A CIPD survey showed that in 2014, 36% of companies used casual workers. The events industry relies heavily on casual staff to fulfill the roles of stewards, bar staff, waiting staff, parking marshalls etc. Some events attract volunteers who are happy to do a bit of work in exchange for a free place at the event, e.g. big music festivals, sci-fi conventions, sports events like the London Olympics, and charity events which simply couldn’t be held without the aid of volunteers.
Casual staff at your event will have an enormous range of experience and come from all walks of life; the likelihood is that they’ll be younger people who don’t mind doing sometimes physically demanding work.
The casual or voluntary nature of the work tends to attract young people, a lot of whom will be students using this kind of work to help fund their way through college or university. They will probably not have a great deal of experience in catering and will therefore need a little more supervision whilst they learn the ropes. The good news being that students tend to be quick learners.
There are a number of measures you can take to maximise your chances of getting the best from your event staff and volunteers.
Everyone likes being part of a team, so make sure they feel like they’re a part of yours. Communicate with them – send them a welcoming message along with details about you and the job you want them to do. Make sure they have not only your contact details, but also the details of the person they’ll need to report to on the day, including a phone number to ring if they get delayed on the way to the event.
Also let them know a few more details about their role at the event, and tell them what you will be providing (e.g. uniforms, refreshments etc) and what they’ll need to bring (e.g. their own lunch/snacks, specific clothing, suncream if it’s an outdoor event). Give them any more information about breaks, staff parking, use of mobile phones at the event, and anything else that would be useful to tell them about. The more they know about the event, the more they’ll feel they’re a valued member of the team.
A couple of days before the event, send out a friendly email reminding them of the event and letting them know you’re looking forward to working with them. Occasionally, you will find that some workers feel the casual nature of the job gives them the right to turn up late, cancel at short notice, or not turn up at all. Whilst this presents a huge problem on the day, if you encourage a culture of communication by keeping in touch and making them feel like a part of the team, you’ll encourage them to get in touch with you.

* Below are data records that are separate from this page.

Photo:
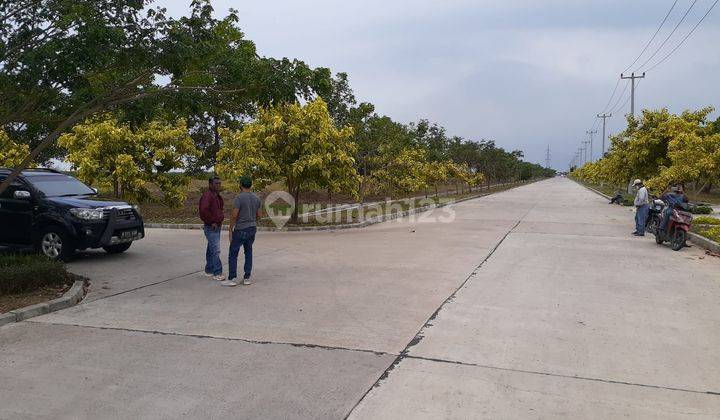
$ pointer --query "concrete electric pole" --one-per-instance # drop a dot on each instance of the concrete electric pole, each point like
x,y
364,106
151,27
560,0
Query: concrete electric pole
x,y
547,157
632,78
604,117
591,132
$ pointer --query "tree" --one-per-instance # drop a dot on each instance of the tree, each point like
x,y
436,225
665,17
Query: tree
x,y
62,61
435,173
103,150
403,172
11,153
299,144
694,153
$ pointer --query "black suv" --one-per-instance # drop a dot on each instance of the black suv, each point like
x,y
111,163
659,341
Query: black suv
x,y
57,214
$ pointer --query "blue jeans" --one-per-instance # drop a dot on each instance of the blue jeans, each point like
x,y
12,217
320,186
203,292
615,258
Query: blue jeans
x,y
213,265
640,217
241,238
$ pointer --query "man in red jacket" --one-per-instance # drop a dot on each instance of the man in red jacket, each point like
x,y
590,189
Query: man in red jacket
x,y
212,213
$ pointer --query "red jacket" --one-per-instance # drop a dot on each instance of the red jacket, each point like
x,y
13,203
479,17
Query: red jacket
x,y
211,208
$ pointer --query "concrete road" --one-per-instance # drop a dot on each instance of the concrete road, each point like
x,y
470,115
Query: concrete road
x,y
531,303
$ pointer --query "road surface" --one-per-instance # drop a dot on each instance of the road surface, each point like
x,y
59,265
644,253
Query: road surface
x,y
531,303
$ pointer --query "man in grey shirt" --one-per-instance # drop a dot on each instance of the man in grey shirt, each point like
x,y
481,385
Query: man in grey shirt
x,y
641,208
243,227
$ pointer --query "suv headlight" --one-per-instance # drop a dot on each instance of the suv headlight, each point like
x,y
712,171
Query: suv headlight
x,y
87,214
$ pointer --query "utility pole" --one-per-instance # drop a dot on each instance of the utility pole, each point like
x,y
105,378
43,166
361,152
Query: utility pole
x,y
547,157
604,117
591,132
632,78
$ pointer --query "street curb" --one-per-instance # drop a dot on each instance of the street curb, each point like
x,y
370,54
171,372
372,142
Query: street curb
x,y
70,298
365,223
698,240
704,242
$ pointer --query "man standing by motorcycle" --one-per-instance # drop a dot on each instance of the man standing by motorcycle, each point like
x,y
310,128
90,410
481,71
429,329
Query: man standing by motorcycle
x,y
673,198
641,207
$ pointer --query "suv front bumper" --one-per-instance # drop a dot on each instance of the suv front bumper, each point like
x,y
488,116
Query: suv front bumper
x,y
112,231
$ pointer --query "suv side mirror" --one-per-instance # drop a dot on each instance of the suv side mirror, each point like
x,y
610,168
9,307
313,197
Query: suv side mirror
x,y
22,195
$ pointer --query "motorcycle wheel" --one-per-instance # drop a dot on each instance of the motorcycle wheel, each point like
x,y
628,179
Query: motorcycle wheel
x,y
659,237
678,240
652,226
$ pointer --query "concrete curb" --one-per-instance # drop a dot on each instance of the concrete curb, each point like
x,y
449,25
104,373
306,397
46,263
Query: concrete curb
x,y
70,298
704,242
698,240
365,223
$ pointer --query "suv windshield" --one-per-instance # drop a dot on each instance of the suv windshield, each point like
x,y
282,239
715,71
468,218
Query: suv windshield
x,y
59,185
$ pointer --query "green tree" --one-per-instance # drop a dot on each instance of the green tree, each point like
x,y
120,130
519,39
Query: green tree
x,y
103,150
11,153
299,144
404,172
62,61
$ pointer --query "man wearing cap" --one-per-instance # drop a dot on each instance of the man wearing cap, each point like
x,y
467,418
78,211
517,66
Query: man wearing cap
x,y
641,208
243,226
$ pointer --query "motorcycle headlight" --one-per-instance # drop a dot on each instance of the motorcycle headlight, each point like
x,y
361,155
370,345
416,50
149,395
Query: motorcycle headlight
x,y
87,214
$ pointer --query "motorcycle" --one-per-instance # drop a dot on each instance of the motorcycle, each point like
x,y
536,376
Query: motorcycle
x,y
654,219
677,229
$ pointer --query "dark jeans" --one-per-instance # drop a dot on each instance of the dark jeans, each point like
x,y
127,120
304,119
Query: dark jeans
x,y
213,265
241,238
640,217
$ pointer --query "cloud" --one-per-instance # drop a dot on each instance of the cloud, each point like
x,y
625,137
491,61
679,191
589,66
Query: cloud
x,y
526,73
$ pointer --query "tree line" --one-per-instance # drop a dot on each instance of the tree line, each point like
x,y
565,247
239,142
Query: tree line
x,y
133,95
663,149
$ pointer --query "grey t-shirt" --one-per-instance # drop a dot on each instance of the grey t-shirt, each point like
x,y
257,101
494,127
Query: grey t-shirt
x,y
248,203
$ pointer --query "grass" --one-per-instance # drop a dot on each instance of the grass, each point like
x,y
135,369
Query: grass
x,y
23,273
708,231
188,212
706,220
28,279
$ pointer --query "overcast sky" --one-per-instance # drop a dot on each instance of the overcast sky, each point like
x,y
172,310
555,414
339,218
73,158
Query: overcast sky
x,y
526,73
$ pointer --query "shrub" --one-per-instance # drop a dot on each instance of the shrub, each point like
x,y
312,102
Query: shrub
x,y
701,210
706,220
710,233
23,273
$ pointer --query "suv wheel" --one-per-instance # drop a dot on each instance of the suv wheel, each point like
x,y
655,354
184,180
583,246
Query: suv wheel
x,y
55,243
117,249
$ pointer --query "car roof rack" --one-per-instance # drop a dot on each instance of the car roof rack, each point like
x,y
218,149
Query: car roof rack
x,y
55,171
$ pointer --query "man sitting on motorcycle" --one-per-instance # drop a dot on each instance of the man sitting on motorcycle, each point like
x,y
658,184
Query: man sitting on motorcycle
x,y
673,198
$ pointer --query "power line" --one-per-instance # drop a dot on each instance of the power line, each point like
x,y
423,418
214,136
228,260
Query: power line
x,y
622,94
617,85
653,37
687,12
686,36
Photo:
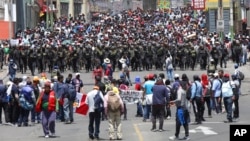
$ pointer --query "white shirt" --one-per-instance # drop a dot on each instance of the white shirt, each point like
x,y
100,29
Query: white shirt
x,y
90,99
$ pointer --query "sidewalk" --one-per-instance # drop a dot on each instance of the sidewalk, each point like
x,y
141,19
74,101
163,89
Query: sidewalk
x,y
3,74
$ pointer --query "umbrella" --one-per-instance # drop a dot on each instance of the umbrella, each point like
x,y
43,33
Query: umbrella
x,y
66,42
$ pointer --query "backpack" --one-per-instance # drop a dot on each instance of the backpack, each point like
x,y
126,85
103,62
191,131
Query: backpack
x,y
71,92
241,75
110,72
123,87
25,99
172,92
226,89
3,94
113,102
98,102
189,91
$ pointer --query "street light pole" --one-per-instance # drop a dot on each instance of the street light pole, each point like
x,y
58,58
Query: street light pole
x,y
47,14
10,18
231,20
220,16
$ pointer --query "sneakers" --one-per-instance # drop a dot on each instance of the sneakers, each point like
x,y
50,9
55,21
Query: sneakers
x,y
153,130
173,138
46,136
53,135
186,138
161,130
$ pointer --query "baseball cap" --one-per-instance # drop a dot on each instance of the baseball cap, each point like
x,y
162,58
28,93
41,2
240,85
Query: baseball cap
x,y
226,75
216,74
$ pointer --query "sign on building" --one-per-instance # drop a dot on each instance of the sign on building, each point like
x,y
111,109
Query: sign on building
x,y
220,25
198,4
177,3
163,4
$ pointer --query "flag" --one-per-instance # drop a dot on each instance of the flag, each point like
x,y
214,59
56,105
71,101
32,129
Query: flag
x,y
89,29
80,106
41,13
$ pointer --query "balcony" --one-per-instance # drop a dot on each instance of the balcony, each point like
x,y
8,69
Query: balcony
x,y
2,2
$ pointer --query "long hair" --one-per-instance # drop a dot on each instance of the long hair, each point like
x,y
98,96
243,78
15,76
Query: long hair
x,y
204,79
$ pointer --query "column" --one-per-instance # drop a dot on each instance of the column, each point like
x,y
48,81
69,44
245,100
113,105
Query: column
x,y
71,7
58,7
85,7
231,20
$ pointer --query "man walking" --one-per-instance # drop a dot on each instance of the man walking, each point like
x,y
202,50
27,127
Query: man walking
x,y
94,112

When they arrive onsite, introduce them to other members of the team and make sure they’re comfortable with what they’re doing, and know who to turn to if they have any questions or problems. Keep checking in on them during the event to make sure they’re doing a good job, are getting on well with guests and each other, and if there are any problems, take them aside and have a quiet word in private.
If you regularly need to employ casual staff with excellent customer service skills, it’s vital to build up a loyal team who want to work for you. Keep them on your side by sending them a letter or email thanking them for their contribution. And make sure you pay them as soon as possible after the event.
Organising an event takes a huge amount of administration and if you need a lot of casual staff, you won’t have time to interview them all in the run up to the event. Going through a recruitment agency will take all that time, effort and responsibility off your shoulders. They’ll already have met and assessed all the people on their books. And if someone lets you down at the last minute, the agency will responsible for finding a replacement.